When I got older and we started going to church, Easter became something different. No, not different, but something more. Because hey, I still enjoyed the childhood traditions. Along with that happiness, and over time dwarfing it, was the joy of celebrating the Resurrection.
As an adult, I find sanctity in the ritual of holiday observance and tradition. I guess I would equate it to the somber meditation of a monk's refrain or the repetition of a liturgy. I find peace, balance, sort of a recentering in the steady, predictable rhythm of the calendar. The celebration of Palm Sunday deteriorates into the pale sorrow of Good Friday, but is then rebuilt into a purer, kinetic joy on Easter morning. There is no other song on no other day which can evoke the same tingling elation as the strong, resounding organ in "Christ the Lord is Risen Today" on Easter morning.
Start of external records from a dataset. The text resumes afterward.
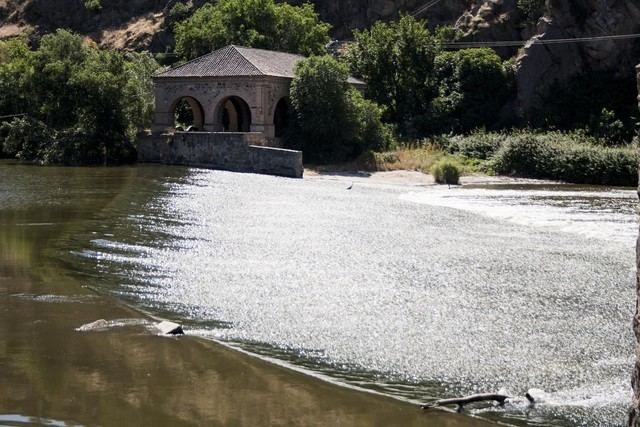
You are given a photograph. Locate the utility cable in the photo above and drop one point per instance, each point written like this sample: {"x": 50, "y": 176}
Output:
{"x": 426, "y": 7}
{"x": 520, "y": 43}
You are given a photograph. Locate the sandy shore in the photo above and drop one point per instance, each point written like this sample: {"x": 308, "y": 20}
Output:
{"x": 412, "y": 178}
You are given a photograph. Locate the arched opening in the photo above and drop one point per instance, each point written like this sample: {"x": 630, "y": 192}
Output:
{"x": 188, "y": 115}
{"x": 234, "y": 115}
{"x": 281, "y": 117}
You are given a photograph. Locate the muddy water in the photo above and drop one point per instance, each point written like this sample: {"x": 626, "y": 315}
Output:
{"x": 52, "y": 374}
{"x": 414, "y": 292}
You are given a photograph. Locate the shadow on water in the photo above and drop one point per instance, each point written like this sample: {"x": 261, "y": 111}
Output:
{"x": 55, "y": 375}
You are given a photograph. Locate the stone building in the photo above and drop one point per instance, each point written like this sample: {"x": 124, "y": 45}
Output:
{"x": 236, "y": 100}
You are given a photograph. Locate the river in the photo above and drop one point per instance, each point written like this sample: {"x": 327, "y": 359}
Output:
{"x": 412, "y": 292}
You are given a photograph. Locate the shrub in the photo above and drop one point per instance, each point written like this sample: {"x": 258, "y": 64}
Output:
{"x": 396, "y": 61}
{"x": 532, "y": 9}
{"x": 85, "y": 105}
{"x": 179, "y": 11}
{"x": 473, "y": 87}
{"x": 478, "y": 145}
{"x": 446, "y": 171}
{"x": 566, "y": 157}
{"x": 93, "y": 5}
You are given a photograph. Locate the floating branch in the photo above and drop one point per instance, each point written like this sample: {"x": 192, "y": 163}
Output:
{"x": 461, "y": 401}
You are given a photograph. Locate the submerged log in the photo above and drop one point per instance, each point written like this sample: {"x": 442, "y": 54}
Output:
{"x": 461, "y": 401}
{"x": 169, "y": 328}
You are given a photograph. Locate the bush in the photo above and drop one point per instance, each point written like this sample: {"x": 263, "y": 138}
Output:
{"x": 478, "y": 145}
{"x": 332, "y": 120}
{"x": 565, "y": 157}
{"x": 396, "y": 61}
{"x": 84, "y": 105}
{"x": 532, "y": 9}
{"x": 179, "y": 11}
{"x": 473, "y": 87}
{"x": 93, "y": 5}
{"x": 446, "y": 171}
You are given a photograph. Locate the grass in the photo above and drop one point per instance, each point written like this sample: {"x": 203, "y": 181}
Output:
{"x": 571, "y": 157}
{"x": 421, "y": 157}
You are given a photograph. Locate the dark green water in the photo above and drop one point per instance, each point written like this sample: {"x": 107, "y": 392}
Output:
{"x": 125, "y": 375}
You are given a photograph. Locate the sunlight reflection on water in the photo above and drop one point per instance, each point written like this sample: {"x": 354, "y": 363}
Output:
{"x": 418, "y": 294}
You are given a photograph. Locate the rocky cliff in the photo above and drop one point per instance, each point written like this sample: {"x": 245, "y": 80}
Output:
{"x": 146, "y": 24}
{"x": 634, "y": 414}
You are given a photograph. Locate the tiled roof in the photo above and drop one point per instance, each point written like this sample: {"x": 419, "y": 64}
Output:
{"x": 235, "y": 61}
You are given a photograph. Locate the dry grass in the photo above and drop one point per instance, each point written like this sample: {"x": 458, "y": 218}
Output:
{"x": 136, "y": 33}
{"x": 420, "y": 158}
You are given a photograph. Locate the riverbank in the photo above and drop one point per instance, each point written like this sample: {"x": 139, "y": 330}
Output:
{"x": 125, "y": 374}
{"x": 411, "y": 178}
{"x": 571, "y": 157}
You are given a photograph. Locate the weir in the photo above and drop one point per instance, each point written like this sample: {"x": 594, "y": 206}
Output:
{"x": 232, "y": 151}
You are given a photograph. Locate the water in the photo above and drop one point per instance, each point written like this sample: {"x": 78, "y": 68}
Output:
{"x": 60, "y": 365}
{"x": 416, "y": 293}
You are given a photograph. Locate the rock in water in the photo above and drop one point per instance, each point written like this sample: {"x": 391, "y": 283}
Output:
{"x": 169, "y": 328}
{"x": 98, "y": 324}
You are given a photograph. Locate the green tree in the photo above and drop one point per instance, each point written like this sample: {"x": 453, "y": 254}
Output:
{"x": 252, "y": 23}
{"x": 332, "y": 120}
{"x": 16, "y": 73}
{"x": 532, "y": 9}
{"x": 396, "y": 60}
{"x": 473, "y": 87}
{"x": 85, "y": 104}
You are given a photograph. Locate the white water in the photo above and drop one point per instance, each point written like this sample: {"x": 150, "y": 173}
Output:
{"x": 417, "y": 294}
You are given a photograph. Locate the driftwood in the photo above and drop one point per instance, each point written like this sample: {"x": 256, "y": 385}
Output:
{"x": 169, "y": 328}
{"x": 461, "y": 401}
{"x": 486, "y": 397}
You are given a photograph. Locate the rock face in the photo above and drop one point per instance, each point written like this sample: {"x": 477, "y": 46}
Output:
{"x": 542, "y": 66}
{"x": 634, "y": 414}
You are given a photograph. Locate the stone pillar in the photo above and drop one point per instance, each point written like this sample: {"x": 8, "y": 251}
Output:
{"x": 163, "y": 118}
{"x": 634, "y": 413}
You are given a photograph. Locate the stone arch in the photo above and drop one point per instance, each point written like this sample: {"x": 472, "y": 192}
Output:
{"x": 281, "y": 116}
{"x": 233, "y": 114}
{"x": 182, "y": 105}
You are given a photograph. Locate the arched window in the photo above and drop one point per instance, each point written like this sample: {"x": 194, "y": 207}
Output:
{"x": 281, "y": 117}
{"x": 188, "y": 115}
{"x": 234, "y": 115}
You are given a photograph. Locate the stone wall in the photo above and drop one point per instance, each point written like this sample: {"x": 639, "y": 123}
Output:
{"x": 634, "y": 414}
{"x": 235, "y": 152}
{"x": 260, "y": 93}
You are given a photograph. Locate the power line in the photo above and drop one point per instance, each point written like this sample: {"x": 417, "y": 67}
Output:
{"x": 519, "y": 43}
{"x": 425, "y": 7}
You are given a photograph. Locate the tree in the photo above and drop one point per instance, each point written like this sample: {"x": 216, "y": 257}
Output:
{"x": 473, "y": 87}
{"x": 396, "y": 60}
{"x": 332, "y": 120}
{"x": 86, "y": 104}
{"x": 252, "y": 23}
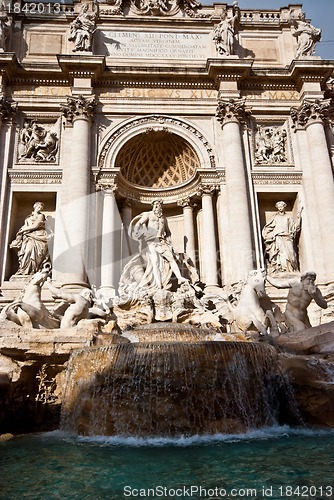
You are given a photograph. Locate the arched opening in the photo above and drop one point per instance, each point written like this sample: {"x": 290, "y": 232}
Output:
{"x": 157, "y": 159}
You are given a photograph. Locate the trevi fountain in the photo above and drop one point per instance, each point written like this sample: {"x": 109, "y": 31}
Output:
{"x": 167, "y": 275}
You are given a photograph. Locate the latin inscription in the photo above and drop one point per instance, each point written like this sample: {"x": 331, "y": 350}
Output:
{"x": 153, "y": 45}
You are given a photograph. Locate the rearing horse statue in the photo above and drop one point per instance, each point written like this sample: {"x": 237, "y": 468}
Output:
{"x": 253, "y": 307}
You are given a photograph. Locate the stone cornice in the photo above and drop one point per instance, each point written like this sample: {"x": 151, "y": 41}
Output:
{"x": 233, "y": 110}
{"x": 277, "y": 178}
{"x": 78, "y": 108}
{"x": 34, "y": 177}
{"x": 7, "y": 108}
{"x": 310, "y": 112}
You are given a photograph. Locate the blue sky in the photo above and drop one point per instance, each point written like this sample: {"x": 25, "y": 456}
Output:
{"x": 321, "y": 13}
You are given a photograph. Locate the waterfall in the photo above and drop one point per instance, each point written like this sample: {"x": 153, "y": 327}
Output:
{"x": 171, "y": 388}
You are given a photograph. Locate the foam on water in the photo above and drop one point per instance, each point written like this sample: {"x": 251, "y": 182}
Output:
{"x": 273, "y": 432}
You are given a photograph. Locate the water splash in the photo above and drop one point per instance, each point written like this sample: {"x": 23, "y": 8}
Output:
{"x": 171, "y": 389}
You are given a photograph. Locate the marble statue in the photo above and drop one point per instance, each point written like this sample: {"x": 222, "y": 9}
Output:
{"x": 152, "y": 268}
{"x": 29, "y": 311}
{"x": 37, "y": 143}
{"x": 75, "y": 306}
{"x": 4, "y": 27}
{"x": 300, "y": 295}
{"x": 279, "y": 236}
{"x": 83, "y": 27}
{"x": 31, "y": 242}
{"x": 224, "y": 33}
{"x": 270, "y": 145}
{"x": 307, "y": 37}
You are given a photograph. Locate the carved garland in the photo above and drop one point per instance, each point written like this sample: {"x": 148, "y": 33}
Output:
{"x": 148, "y": 120}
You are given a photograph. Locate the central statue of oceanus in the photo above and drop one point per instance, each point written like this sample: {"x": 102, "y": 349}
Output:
{"x": 157, "y": 263}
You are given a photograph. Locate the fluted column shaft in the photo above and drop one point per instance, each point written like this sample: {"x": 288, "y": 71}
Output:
{"x": 240, "y": 235}
{"x": 109, "y": 257}
{"x": 189, "y": 242}
{"x": 127, "y": 249}
{"x": 323, "y": 184}
{"x": 209, "y": 246}
{"x": 70, "y": 264}
{"x": 318, "y": 172}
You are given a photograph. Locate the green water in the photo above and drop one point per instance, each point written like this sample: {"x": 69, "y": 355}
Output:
{"x": 59, "y": 466}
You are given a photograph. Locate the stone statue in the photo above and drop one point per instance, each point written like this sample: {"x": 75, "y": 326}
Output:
{"x": 270, "y": 145}
{"x": 157, "y": 261}
{"x": 224, "y": 33}
{"x": 29, "y": 311}
{"x": 299, "y": 298}
{"x": 31, "y": 243}
{"x": 76, "y": 306}
{"x": 279, "y": 236}
{"x": 82, "y": 29}
{"x": 37, "y": 143}
{"x": 4, "y": 27}
{"x": 307, "y": 37}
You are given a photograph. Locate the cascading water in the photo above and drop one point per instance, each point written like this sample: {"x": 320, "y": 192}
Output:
{"x": 171, "y": 388}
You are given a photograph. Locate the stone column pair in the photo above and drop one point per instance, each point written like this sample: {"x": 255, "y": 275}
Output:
{"x": 232, "y": 114}
{"x": 318, "y": 181}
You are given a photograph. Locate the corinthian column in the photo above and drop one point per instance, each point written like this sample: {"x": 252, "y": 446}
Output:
{"x": 110, "y": 258}
{"x": 231, "y": 114}
{"x": 209, "y": 244}
{"x": 70, "y": 264}
{"x": 189, "y": 244}
{"x": 311, "y": 115}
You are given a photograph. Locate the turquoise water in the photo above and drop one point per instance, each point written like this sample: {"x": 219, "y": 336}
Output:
{"x": 59, "y": 466}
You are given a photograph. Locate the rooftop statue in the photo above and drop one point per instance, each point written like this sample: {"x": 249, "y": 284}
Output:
{"x": 83, "y": 27}
{"x": 225, "y": 32}
{"x": 4, "y": 27}
{"x": 307, "y": 37}
{"x": 279, "y": 236}
{"x": 31, "y": 242}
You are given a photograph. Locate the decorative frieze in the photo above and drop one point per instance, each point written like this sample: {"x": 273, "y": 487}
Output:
{"x": 38, "y": 143}
{"x": 7, "y": 108}
{"x": 78, "y": 108}
{"x": 233, "y": 110}
{"x": 310, "y": 111}
{"x": 271, "y": 144}
{"x": 25, "y": 177}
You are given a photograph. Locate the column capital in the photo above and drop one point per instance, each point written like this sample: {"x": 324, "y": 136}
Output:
{"x": 186, "y": 202}
{"x": 310, "y": 112}
{"x": 233, "y": 110}
{"x": 108, "y": 189}
{"x": 126, "y": 202}
{"x": 7, "y": 108}
{"x": 206, "y": 189}
{"x": 78, "y": 108}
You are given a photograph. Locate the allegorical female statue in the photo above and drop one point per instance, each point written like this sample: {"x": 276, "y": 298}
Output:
{"x": 31, "y": 242}
{"x": 279, "y": 236}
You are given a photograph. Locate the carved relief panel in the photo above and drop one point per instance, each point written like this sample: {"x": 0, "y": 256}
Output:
{"x": 38, "y": 142}
{"x": 271, "y": 143}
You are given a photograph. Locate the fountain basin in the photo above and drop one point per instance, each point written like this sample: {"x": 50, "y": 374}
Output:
{"x": 171, "y": 389}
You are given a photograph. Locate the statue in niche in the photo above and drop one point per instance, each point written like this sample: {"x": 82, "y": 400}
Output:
{"x": 270, "y": 145}
{"x": 83, "y": 27}
{"x": 225, "y": 32}
{"x": 279, "y": 236}
{"x": 31, "y": 243}
{"x": 4, "y": 27}
{"x": 37, "y": 143}
{"x": 152, "y": 268}
{"x": 302, "y": 292}
{"x": 307, "y": 36}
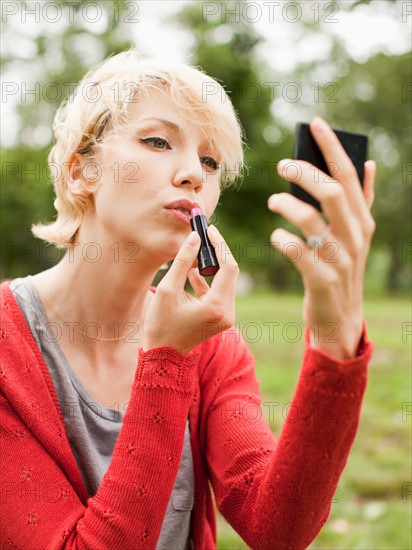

I have many Christian friends who are cynical about holidays, sarcastically alluding to the Pagan origins, or remarking that Christians should celebrate these events every Sunday, or daily, not just once a year. I don't necessarily disagree with their criticisms. But I still love holidays, and most everything that comes with them, religious or secular, profound or superficial. Special dishes reserved only for that particular celebration. Reunion of family and ignition of a kindred spirit. While I do not worship nature, the arrival of Spring is also indivisible from my joy of Easter morning.
I alluded to the commercialization of Easter. Oddly, I feel a similar aversion to the inverse effect. The complete and sanctimonious erasure of the secular, the relabeling as "Resurrection Sunday", the rallying cry "Jesus Is The Reason for the Season". While I can respect and echo the concern that the Event Fundamental to My Faith be overshadowed or sullied, I'm so fond of the secular tradition that I just can't annihilate it altogether. And I bristle at the implication that this makes me any less of a Good Christian.
So I suppose I'm a walking contradiction.
But is the whole celebration a limited set, with complete Religious Tradition and Secular Materialism as the upper and lower bounds? Am I deluding myself to believe that I can, clear-conscience, maintain a reasonable blend and balance somewhere inbetween? As if the ends of the spectrum were rather colors in a palette, that I could blend and balance to create something more beautiful than the two apart?
As I observe my favorite holiday being overrun with Bigger and More Stuff - going the way of Christmas - I wonder if I should reassess my plans to feed my son the same lies I was fed. Because, regardless of how I justify it to myself, they ARE in fact, lies. Or is "lie" just word-play, semantics? Should I also discard anything that isn't pure, cold fact? The stories and imaginations of my youth?
"Tell me one last thing," said Harry, "Is this real? Or has this been happening inside my head?"
"Of course it is happening inside your head, Harry, but why on earth should that mean that it is not real?"